Waugh is a colonialist, but not horribly so for his era. I found him somewhat less racist than I expected, remembering how misanthropic he generally is - but this is still fairly early Waugh, when he hated society and his own people mostly, and not as deeply, before the loathing for everyone and everything set in after the war. He definitely is racist: he was an aristocratic British man in 1930, so he considered himself superior to not just everyone with darker skin than his own, but most of the residents of the UK and similar nations as well. And he has that arch British reserve; there's a woman he just calls "Irene" who he spends a bunch of time with in Addis Ababa, and I couldn't figure out if she was supposed to be someone the general 1930 audience would already know, or possibly a cousin or something like that, or if it was just someone he was having an affair with and he was flaunting it as much as possible given the mores of the era.
This is the kind of travel book that is largely about difficulties: getting to places through bad roads and railways and promised airplanes that never appear, heat and mosquitos and dust, food that Waugh detests, physical hardship, the laziness of natives and the random vagueness and lies of colonials, and so on. Waugh has a bunch of interesting set-pieces, though the biggest and most quirky one - Selassie's coronation - is right up front, so the rest of the book is a slight let-down, turning into the usual "this foreign country is a mess and a pain to get around" material after the wacky high comedy of the vast array of global envoys toasting this new self-proclaimed Emperor in in his half-built capital.
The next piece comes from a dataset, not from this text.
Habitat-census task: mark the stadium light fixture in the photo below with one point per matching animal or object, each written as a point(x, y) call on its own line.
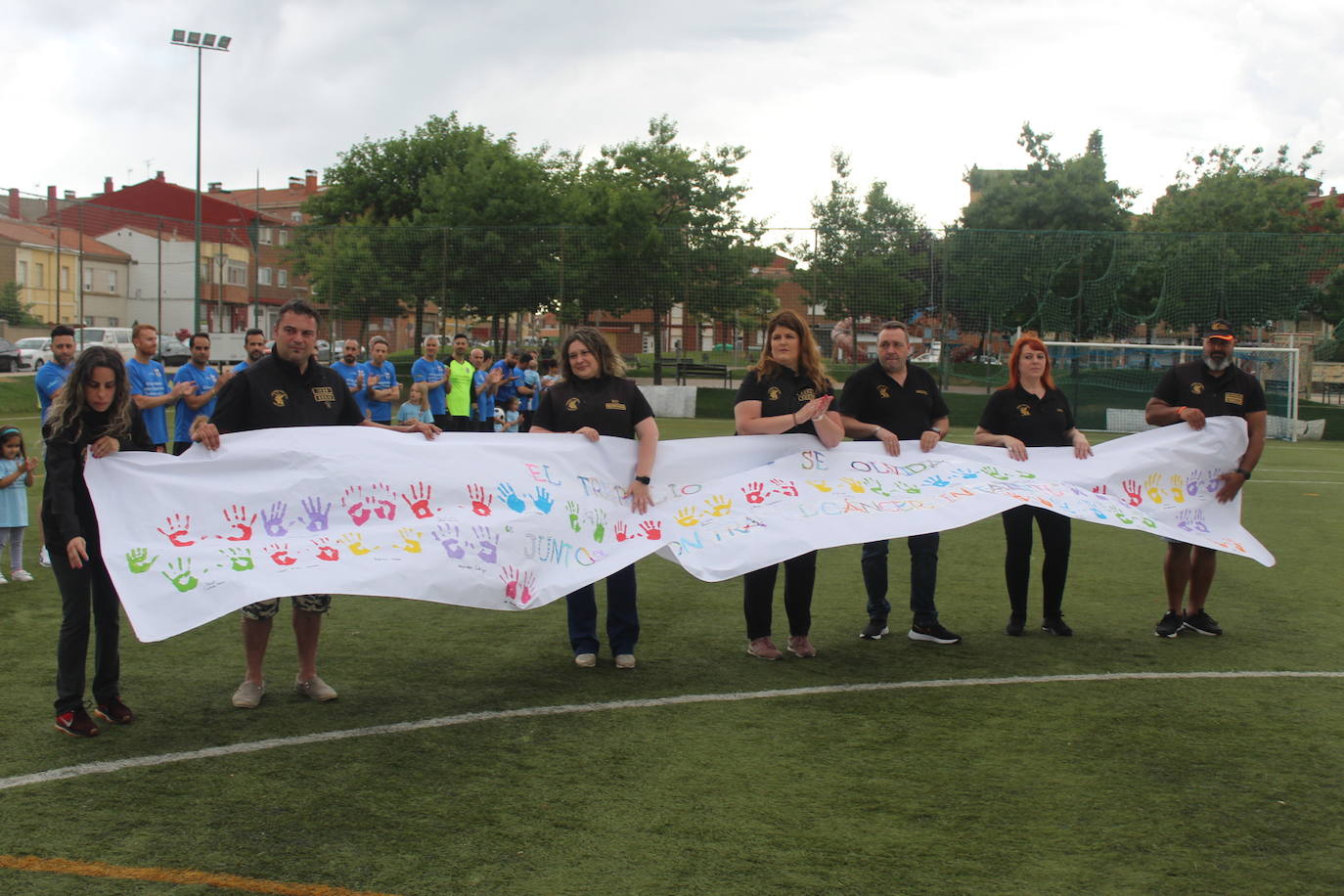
point(195, 40)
The best thing about Waugh is always his voice and viewpoint: he's crisp and mostly clear, but somewhat jaundiced, never expecting anything to completely work correctly or be what it promises. There is some political thought here, though not in any great depth, and fairly mild for its era. (Waugh seems to believe that Africans, or at least Ethiopians, can rule themselves just about as well as anyone else could, and his concerns about colonialism are mostly that it's expensive and not terribly useful for the colonizer.)
This is a world that's been gone for nearly a century now - swept away in the wave of nation-building that followed WWII - and I wouldn't want to claim Waugh was an unbiased or transparent guide to that world in the first place. But this is a fine book of Waugh insights and views of a weird, unusual part of the world at an interesting time, not long before everything got upended.